Droch drew back in disgust, but only for a moment. He didn’t take the knife from her; he simply smothered the knife’s song in a song of his own, a melody that wove itself around her blade and began to crawl up her right arm, a melody so discordant that she almost clapped her hands over her ears in an effort to block it out.
And still the darkness increased.
“You know why Gair killed your aunt, don’t you?” Droch remarked pleasantly.
“I don’t care,” Morgan said through gritted teeth.

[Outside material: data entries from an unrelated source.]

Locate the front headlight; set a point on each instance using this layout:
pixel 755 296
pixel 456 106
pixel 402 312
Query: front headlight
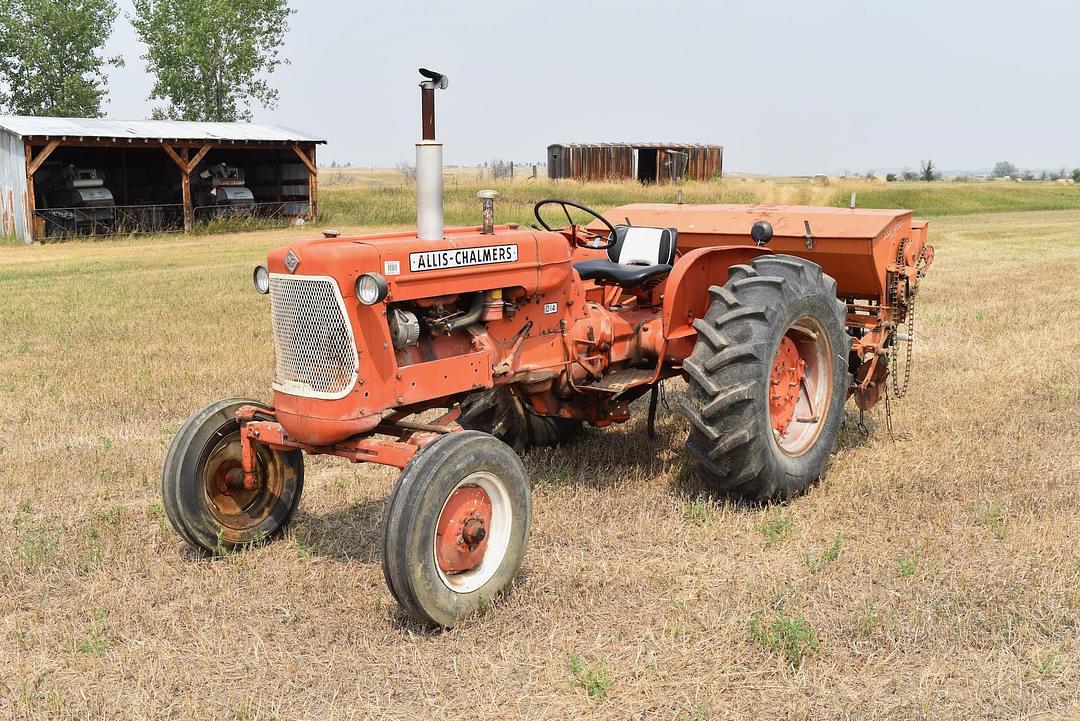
pixel 372 288
pixel 261 280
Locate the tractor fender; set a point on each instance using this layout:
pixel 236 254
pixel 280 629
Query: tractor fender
pixel 686 291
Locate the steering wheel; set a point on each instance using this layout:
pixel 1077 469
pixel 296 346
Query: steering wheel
pixel 589 240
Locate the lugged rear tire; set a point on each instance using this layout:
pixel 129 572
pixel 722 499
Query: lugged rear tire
pixel 738 366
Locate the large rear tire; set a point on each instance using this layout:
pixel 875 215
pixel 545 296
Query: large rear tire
pixel 456 527
pixel 201 483
pixel 768 379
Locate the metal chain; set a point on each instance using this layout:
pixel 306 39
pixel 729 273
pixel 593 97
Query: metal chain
pixel 900 389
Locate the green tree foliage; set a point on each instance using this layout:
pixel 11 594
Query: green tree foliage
pixel 1004 169
pixel 211 59
pixel 50 56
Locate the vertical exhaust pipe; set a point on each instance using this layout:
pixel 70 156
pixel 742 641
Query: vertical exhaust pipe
pixel 429 162
pixel 487 200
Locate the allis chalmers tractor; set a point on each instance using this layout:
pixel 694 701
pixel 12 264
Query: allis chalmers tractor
pixel 440 351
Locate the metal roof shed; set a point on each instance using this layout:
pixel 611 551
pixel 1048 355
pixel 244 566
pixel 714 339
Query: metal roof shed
pixel 150 164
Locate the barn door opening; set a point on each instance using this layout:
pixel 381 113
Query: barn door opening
pixel 647 165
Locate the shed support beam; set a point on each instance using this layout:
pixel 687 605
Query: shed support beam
pixel 30 198
pixel 186 167
pixel 34 164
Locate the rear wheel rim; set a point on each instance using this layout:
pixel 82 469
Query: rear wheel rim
pixel 800 386
pixel 472 534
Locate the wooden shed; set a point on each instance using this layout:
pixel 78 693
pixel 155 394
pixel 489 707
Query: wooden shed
pixel 76 176
pixel 646 162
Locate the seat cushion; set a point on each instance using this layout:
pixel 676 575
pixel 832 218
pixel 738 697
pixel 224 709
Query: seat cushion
pixel 606 271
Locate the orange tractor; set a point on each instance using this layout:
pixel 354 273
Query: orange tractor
pixel 443 351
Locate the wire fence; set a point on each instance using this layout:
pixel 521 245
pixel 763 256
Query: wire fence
pixel 64 223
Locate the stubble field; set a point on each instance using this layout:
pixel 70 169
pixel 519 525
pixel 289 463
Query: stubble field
pixel 933 574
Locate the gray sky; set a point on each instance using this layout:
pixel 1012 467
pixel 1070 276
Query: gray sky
pixel 785 85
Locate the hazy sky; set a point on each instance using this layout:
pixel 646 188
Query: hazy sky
pixel 786 86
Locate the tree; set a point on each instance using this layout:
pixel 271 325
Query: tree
pixel 210 59
pixel 1004 169
pixel 927 171
pixel 50 56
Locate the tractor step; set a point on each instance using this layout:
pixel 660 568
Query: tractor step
pixel 622 380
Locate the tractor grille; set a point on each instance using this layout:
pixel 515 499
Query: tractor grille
pixel 313 345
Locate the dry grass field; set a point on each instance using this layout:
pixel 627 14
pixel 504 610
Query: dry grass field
pixel 933 574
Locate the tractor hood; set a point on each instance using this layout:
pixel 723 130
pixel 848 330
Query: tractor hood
pixel 466 260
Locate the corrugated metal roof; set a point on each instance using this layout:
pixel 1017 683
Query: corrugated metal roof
pixel 660 146
pixel 150 130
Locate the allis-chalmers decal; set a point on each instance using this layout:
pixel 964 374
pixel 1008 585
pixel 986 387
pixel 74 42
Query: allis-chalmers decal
pixel 461 257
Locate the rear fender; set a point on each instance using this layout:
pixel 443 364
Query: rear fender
pixel 686 293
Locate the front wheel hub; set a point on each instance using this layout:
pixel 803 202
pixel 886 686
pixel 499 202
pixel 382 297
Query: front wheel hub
pixel 462 530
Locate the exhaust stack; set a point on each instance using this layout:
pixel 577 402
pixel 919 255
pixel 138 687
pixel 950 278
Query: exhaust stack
pixel 429 162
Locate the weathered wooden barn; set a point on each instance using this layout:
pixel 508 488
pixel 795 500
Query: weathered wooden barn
pixel 72 176
pixel 647 162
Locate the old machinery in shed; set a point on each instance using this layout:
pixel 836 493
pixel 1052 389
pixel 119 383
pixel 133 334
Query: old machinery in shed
pixel 79 203
pixel 440 351
pixel 221 192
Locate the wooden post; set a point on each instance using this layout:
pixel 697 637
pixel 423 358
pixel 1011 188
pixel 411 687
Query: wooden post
pixel 312 178
pixel 186 167
pixel 189 220
pixel 313 187
pixel 123 175
pixel 30 199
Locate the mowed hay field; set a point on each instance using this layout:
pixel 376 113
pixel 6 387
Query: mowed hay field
pixel 933 574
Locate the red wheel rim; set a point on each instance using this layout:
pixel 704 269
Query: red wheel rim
pixel 785 384
pixel 800 385
pixel 461 534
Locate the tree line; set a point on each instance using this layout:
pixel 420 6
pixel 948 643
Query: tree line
pixel 1003 169
pixel 210 60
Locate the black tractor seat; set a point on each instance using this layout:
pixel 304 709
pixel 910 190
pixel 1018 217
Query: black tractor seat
pixel 639 257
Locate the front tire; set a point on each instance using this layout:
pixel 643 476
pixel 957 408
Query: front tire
pixel 201 483
pixel 768 378
pixel 456 527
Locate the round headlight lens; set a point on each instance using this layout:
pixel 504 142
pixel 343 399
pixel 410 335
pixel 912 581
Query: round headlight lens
pixel 261 280
pixel 370 288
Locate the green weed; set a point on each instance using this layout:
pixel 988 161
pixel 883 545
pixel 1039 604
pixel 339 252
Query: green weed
pixel 37 545
pixel 818 561
pixel 95 641
pixel 908 565
pixel 993 518
pixel 791 637
pixel 699 513
pixel 777 529
pixel 594 679
pixel 867 621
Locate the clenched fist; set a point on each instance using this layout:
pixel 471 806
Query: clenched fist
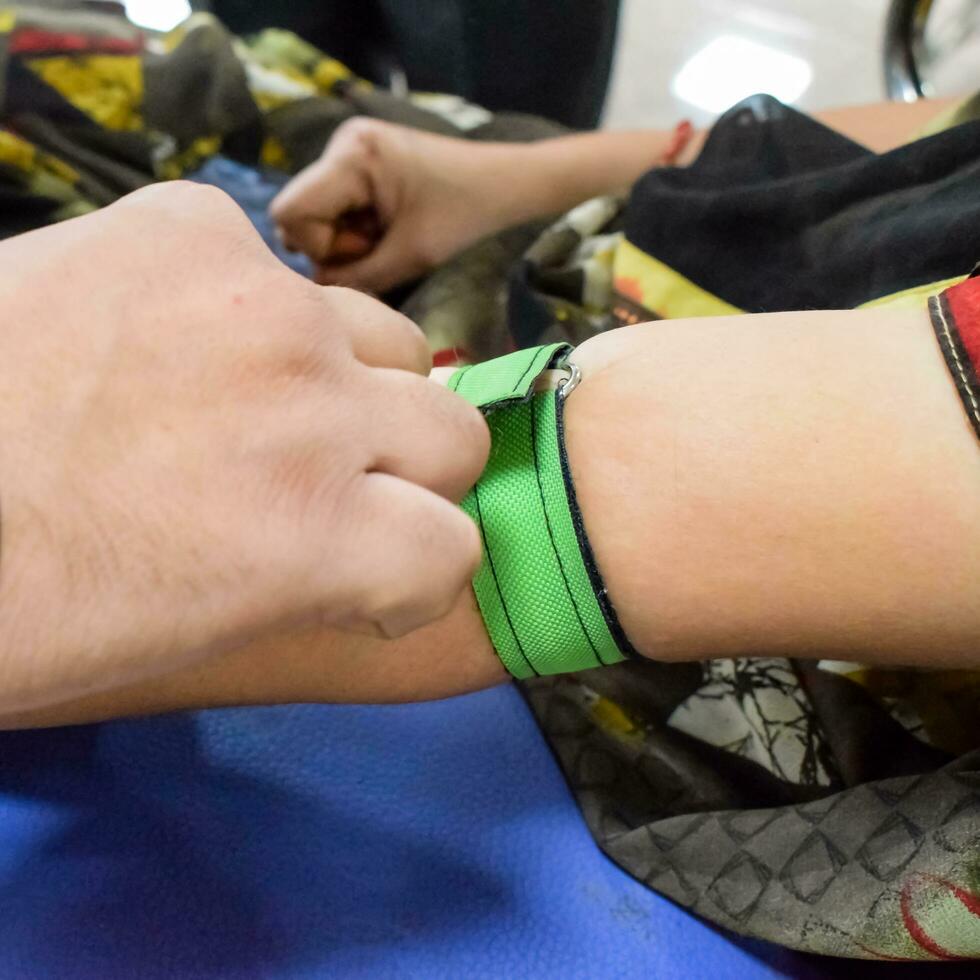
pixel 198 446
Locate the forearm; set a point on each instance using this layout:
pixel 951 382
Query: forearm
pixel 800 484
pixel 551 176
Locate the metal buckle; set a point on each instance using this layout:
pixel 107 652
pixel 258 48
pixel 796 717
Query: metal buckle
pixel 572 382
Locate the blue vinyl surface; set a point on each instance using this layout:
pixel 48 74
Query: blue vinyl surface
pixel 424 841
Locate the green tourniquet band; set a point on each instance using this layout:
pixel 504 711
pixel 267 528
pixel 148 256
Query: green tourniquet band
pixel 505 380
pixel 532 587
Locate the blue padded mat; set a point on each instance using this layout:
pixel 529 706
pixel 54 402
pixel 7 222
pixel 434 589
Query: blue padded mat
pixel 426 841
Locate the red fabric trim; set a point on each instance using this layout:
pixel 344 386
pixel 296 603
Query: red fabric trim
pixel 964 304
pixel 924 882
pixel 450 357
pixel 34 40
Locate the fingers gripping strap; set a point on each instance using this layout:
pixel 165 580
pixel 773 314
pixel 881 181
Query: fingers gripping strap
pixel 533 587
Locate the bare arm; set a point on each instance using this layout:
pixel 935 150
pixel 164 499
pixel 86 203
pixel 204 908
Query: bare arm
pixel 386 203
pixel 802 484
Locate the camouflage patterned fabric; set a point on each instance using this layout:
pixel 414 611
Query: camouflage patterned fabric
pixel 825 806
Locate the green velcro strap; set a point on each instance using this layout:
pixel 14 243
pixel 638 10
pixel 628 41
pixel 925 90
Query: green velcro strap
pixel 533 587
pixel 505 380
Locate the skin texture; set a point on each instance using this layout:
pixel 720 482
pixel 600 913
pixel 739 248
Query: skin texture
pixel 140 535
pixel 800 484
pixel 385 204
pixel 198 447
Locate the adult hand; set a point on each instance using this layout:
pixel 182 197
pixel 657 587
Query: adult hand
pixel 386 203
pixel 198 446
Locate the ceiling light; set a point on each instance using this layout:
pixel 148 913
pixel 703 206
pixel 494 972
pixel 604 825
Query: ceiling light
pixel 158 15
pixel 730 68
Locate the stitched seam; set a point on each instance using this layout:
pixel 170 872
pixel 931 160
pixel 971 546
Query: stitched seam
pixel 533 361
pixel 613 624
pixel 964 378
pixel 496 581
pixel 554 547
pixel 460 376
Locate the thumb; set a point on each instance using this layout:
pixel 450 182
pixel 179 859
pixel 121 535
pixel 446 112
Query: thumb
pixel 393 261
pixel 306 211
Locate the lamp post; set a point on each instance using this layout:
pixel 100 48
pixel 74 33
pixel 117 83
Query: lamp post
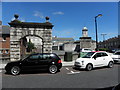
pixel 96 30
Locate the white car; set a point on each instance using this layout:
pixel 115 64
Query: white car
pixel 94 59
pixel 116 56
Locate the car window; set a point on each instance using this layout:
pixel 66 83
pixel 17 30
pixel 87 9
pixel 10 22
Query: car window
pixel 33 58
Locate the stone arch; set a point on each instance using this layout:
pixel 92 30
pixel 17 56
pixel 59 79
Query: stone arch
pixel 20 30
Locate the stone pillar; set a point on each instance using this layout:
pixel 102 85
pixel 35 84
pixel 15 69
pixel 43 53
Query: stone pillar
pixel 22 29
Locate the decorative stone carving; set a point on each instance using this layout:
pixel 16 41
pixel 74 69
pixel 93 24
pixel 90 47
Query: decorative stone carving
pixel 20 30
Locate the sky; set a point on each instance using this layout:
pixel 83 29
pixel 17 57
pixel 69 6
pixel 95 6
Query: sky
pixel 68 18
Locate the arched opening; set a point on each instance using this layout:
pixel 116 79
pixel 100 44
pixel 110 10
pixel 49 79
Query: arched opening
pixel 30 44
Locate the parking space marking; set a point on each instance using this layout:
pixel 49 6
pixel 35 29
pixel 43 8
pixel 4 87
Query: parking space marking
pixel 67 69
pixel 71 72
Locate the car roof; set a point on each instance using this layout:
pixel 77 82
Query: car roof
pixel 98 51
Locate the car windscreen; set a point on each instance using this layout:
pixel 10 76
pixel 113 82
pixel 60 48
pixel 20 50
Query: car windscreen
pixel 117 53
pixel 88 55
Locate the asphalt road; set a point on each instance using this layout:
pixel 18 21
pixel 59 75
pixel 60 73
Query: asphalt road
pixel 66 78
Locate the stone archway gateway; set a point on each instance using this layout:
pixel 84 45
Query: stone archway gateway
pixel 19 30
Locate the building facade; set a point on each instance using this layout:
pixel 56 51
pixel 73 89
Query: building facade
pixel 4 43
pixel 111 43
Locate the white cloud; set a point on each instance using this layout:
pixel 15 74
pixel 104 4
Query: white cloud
pixel 58 13
pixel 38 14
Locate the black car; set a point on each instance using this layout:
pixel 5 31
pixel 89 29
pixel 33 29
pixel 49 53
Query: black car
pixel 33 62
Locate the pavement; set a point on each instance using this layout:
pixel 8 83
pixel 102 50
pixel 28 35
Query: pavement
pixel 64 63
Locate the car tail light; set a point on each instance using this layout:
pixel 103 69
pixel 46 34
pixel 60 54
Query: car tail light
pixel 59 61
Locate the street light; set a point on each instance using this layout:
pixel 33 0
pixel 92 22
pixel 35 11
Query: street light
pixel 96 30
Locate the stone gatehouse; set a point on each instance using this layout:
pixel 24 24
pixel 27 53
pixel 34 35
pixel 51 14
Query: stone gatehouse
pixel 20 30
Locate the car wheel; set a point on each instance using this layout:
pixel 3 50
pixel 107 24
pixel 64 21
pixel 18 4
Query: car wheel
pixel 89 67
pixel 53 69
pixel 110 65
pixel 15 70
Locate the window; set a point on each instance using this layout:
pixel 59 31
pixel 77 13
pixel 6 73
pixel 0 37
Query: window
pixel 104 54
pixel 33 58
pixel 45 56
pixel 1 51
pixel 101 54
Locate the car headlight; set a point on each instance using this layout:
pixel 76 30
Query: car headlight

The spell had slithered up her arm, around her neck, and now was crawling down her other arm toward her wrist. She frantically tried to wipe it off, but it was impossible to dislodge.
“You might find it interesting. Lismòrian’s eldest son, Reil, found one of Gair’s complete spells, a spell for draining a mage of his power. Gair called it Diminishing, but I always thought that to be too tame a term for it.”